Quand je lis ça, je vois s'allumer un feu clignotant à
l'orange.
(11) Grave erreur historique : ce tango
(publié en version bilingue dans Barrio de Tango, ouvrage
cité) s'intitule Tal será mi alcohol (Si ça se
trouve, c'est la bouteille), un titre interdit pendant la
terrible censure des années 1943-1949, qu'une partie du magistère catholique et
différents courants de droite avaient obtenue du GOU (groupe
d'officiers unis) qui, après le putsch du 6 juin 1943, avait mis en place un gouvernement de quasi-union nationale pour éviter l'entrée en guerre de
l'Argentine sous la pression de plus en plus forte des Etats-Unis et,
un peu moins, du Royaume-Uni (investisseur industriel et partenaire
commercial historique de l'Argentine). En 1949, trois ans après
son élection triomphale (46% des voix au premier tour), Perón s'était politiquement assez affermi pour lever cette censure au
risque de se brouiller avec le courant conservateur catholique. Ce
tango, qui parle d'un homme qui s'enivre régulièrement
pour oublier le deuil de son amour, dût changer de titre
pendant la censure sous prétexte de ne pas encourager
l'alcoolisme qui faisait des ravages dans les couches populaires.

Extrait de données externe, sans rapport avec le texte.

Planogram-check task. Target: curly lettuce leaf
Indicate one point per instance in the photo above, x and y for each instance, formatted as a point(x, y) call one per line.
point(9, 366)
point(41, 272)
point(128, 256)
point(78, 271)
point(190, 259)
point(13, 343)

Pour la même raison, il était interdit de parler de
prostitution, d'adultère, de jeux (qui étaient alors
tous clandestins), de drogue, de suicide, etc... L'enseignement de
l'histoire étant très défectueux en Argentine,
comme je l'ai souligné dans ce blog à plusieurs
occasions au fil de l'actualité, un nombre considérable
d'Argentins ignorent aujourd'hui encore l'ampleur, parfois même
l'existence, de cette censure et donnent pour authentiques des textes
adultérés sous la contrainte et des titres frelatés.
C'est le cas ici.
(12) C'est un peu étrange de
faire de Homero Manzi une sorte de romantique attardé. Cette
interprétation sentimentaliste me paraît assez éloignée
du poète que j'ai traduit et du portrait de l'homme que m'en a
fait son fils, le Maestro Acho Manzi.